In the case of streaming data sources, data must be collected, queued, and routed to the appropriate processing channels. A data collection mechanism should have the ability to transform traditional ETL data sources into streaming ETL sources. Data collection should scale with the number of data sources. A streaming ETL engine must have the ability to bulk load freshly transformed data into the data warehouse. Streaming ETL engine should have data routing capability to load semantically related data into multiple target systems.

Streaming Requirements (Out-of-Order and Missing Tuples + Dataflow Ordering + Exactly-Once Processing)

When number of data sources and/or data volume is huge, there is a possibility that data may get out of time-stamp order and sometimes data can be missing altogether.
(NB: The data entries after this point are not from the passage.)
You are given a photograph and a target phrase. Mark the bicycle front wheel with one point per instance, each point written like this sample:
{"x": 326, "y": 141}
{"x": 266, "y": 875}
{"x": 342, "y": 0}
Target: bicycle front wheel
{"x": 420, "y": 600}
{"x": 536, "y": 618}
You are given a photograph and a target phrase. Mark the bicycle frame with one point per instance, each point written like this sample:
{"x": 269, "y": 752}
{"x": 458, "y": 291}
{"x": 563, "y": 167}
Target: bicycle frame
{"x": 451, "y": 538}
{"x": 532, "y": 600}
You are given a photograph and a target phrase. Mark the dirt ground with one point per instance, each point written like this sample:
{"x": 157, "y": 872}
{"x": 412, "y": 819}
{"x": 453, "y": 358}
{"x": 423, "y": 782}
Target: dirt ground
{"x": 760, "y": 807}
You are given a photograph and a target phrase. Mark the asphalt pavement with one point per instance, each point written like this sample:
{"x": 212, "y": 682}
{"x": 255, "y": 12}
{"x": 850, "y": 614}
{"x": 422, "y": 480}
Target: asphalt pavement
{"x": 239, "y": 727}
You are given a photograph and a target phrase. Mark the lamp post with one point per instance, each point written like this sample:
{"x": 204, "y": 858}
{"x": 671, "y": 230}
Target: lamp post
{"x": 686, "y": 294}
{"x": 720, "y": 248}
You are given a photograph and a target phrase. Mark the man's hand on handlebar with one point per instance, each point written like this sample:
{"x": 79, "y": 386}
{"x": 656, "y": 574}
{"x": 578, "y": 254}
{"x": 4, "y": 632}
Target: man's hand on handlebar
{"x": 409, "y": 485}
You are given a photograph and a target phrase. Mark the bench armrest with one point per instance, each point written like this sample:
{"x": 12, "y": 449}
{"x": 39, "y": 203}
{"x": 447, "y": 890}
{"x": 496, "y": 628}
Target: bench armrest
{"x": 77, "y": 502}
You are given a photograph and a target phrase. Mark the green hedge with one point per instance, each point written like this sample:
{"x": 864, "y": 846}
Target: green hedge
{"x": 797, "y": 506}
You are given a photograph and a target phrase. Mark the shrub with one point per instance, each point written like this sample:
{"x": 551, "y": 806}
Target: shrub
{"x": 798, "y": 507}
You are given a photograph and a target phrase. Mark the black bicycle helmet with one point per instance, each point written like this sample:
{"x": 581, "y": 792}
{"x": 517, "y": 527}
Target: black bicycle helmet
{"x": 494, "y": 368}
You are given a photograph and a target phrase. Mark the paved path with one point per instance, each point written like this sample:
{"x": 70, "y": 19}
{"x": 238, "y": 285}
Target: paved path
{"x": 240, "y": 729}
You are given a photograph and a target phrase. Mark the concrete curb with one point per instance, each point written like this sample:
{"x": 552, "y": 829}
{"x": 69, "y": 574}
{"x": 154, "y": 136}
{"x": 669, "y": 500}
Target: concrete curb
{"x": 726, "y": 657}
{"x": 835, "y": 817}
Waiting for the things to be sorted out can introduce an unacceptable latency. Authors have proposed to use timeout value and predictive techniques (e.g. regression) to overcome these issues. To improve the performance, streaming ETL should break large batches into smaller ones and large operation also needs to be broken into a number of smaller operations. Streaming ETL must use ordering constraints to ensure that these smaller operations on smaller batches still produce the same result as their larger counter parts. Also, any data migration to and from the streaming ETL engine must occur once and only once.

Infrastructure Requirements (Local Storage + ACID Transactions + Scalability + Data Freshness and Latency)

Any ETL or data ingestion pipeline needs to maintain local storage for temporary staging of new batches of data while they are being prepared for loading into the backend data warehouse. Streaming ETL is no different. Having local storage will also help to ensure the correctness of temporal ordering and alignment of the data. Since streaming ETL engine will be processing multiple stream at once, and each dataflow instance may try to make modifications to the same state simultaneously, it is expected that streaming ETL must follow ACID transaction semantics. Streaming ETL must also ensure that scalability of data ingestion and data freshness.

Streaming ETL Architecture

Authors propose a new architecture based on the above requirements.This new architecture has four primary components:

Data collection: This component has a collection of data collectors. These data collectors primarily serve as messaging queues. Data collectors consume data from different sources, create logical batches of data and push them to the streaming ETL engine.

Streaming ETL: This component contains a range of ETL tools, including data cleaning and transformation operators. Dataflow graph can be created using these operators to massaged the incoming batches of data into normalised data. Once the data has been fully cleaned and transformed, it can be either pushed into data warehouse or pulled by data warehouse.

OLAP backend: This component consists of a query processor and one or several OLAP engines. Each OLAP engine contains its own data warehouse, as well as a delta data warehouse. Both data warehouses have same schema. Streaming ETL engine writes all updates to the delta data warehouse, and OLAP engine periodically merges these updates into the full data warehouse.

Data migrator: Data migrator ensures that no batch of data get lost when it moves from streaming ETL to OLAP backend components. This should also fully support ACID transactions.


Authors have built a proof-of-concept implementation based on this new architecture using Apache Kafka, S-Store, Intel’s BigDAWG polystore, and Postgres.

In this paper, authors have also tried to answer another important question regarding the frequency of the data migration to the data warehouse by a streaming ETL system. There are two methods: push (ingestion engine periodically pushes the data to the warehouse) and pull (warehouse pulls the data from the ingestion engine when it is needed). Authors have run an experiment to test the pros and cons of each method and according to them pulling new data with each query is the best option if the data staleness is the priority. They also suggested that it is better to go for smaller, more frequent migrations in both push and pull scenarios.

Conclusion

Authors think that streaming ETL can be extended to create all-in-one ingestion and analytics engine specifically for time-series data which they call Metronome (time-series ETL). This paper focuses on the functional requirements of streaming ETL. Authors also build a proof-of-concept implementation based on these requirements.